直進中のバイクと優先道路からの車右折との過失割合

優先道路がある交差点で優先道路から普通道路に右折する車と、普通道路を直進中のバイクとの接触事故の過失割合について解説します。

これにはバイクから見て車の右折が、右側から合流する形と、左側から対向車線に入る2パターンがあり、基本となる過失割合に違いがあります。

右側から合流する右折

優先道路から普通道路に右折する車と、普通道路を直進中のバイクとの接触事故(右側から合流する右折)

この場合はバイクの過失が50%、車の過失が50%です。

左側から対向車線に入る右折

優先道路から普通道路に右折する車と、普通道路を直進中のバイクとの接触事故(左側から対向車線に入る右折)

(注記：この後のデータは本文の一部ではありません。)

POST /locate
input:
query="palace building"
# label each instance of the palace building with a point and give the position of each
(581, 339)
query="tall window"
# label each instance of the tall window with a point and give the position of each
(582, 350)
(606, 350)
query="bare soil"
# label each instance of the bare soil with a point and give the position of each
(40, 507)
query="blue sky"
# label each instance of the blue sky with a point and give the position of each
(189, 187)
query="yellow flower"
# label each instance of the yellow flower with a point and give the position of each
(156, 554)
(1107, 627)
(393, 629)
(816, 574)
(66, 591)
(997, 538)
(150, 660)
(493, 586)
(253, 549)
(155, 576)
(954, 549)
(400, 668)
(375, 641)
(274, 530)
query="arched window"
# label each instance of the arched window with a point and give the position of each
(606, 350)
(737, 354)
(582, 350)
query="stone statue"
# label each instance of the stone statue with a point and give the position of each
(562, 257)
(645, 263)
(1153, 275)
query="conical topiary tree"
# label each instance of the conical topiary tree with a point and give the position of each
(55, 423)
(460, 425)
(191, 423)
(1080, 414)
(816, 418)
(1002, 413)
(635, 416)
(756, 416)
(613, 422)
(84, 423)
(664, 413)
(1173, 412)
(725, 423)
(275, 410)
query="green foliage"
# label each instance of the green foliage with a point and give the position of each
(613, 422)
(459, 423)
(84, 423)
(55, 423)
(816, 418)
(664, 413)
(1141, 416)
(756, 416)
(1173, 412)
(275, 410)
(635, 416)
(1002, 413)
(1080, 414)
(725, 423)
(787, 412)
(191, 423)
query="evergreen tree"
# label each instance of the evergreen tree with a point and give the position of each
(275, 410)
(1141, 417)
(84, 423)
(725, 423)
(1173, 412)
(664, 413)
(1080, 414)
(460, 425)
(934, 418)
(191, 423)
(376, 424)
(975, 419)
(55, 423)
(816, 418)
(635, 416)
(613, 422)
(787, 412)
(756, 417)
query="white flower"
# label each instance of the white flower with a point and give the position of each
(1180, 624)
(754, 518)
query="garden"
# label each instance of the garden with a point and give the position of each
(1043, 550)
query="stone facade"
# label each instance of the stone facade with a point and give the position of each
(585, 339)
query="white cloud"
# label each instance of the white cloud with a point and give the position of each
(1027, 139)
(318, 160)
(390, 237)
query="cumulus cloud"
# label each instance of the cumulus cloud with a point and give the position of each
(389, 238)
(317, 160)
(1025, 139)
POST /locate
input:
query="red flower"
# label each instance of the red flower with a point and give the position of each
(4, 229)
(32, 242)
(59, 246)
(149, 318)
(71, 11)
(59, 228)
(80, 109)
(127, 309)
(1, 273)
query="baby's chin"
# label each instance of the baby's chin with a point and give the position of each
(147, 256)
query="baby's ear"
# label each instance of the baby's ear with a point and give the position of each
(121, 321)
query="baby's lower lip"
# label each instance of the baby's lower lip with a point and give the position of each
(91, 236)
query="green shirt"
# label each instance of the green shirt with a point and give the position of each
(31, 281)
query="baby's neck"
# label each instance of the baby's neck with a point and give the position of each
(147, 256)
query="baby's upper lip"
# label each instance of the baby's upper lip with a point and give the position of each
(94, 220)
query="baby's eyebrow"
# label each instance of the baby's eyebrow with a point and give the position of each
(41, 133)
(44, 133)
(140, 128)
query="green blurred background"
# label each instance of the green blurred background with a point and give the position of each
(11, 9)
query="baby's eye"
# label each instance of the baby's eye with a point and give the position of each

この場合はバイクの過失が60%、車の過失が40%です。

ここにスピード違反などの細かな要素を追加して最終的な過失割合を計算します。

過失修正要素

  • 車が大型車…… -5%
  • 車の徐行無し…… -10%
  • 車の指示器表示無し…… -10%
  • 車の右折禁止違反…… -10%
  • 車の著しい過失…… -10%
  • 車の重過失…… -20%
  • バイクの15キロ以上の速度違反…… +10%
  • バイクの30キロ以上の速度違反…… +20%
  • バイクの著しい過失…… +10%
  • バイクの重過失…… +20%

バイクから見た修正割合です。

右側から合流の場合「車の既右折…… +10%」を追加。

左側から対向車線に入る場合「車の早回り右折…… -10%」を追加。

用語解説

早回り右折
交差点の中央まで行かずに、中央より手前をショートカットするような右折
既右折
既に右折を完了している、もしくはそれに近い状態のこと。右折の完了の定義は車体が新しい進行方向に向き終わっている状態
著しい過失
携帯電話使用などの軽めの違反
重過失
無免許運転のような重い違反

優先道路がある交差点で普通道路を直進中のバイクと、優先道路の右側から右折してきた車とが接触し、バイクが30キロオーバー、車が徐行していなかった場合。

基本の過失割合は50:50。30キロオーバーで-20%、車の徐行無しにより+10%

50% – 20% + 10% = 40%

でバイクの過失が40%、車の過失が60%になります。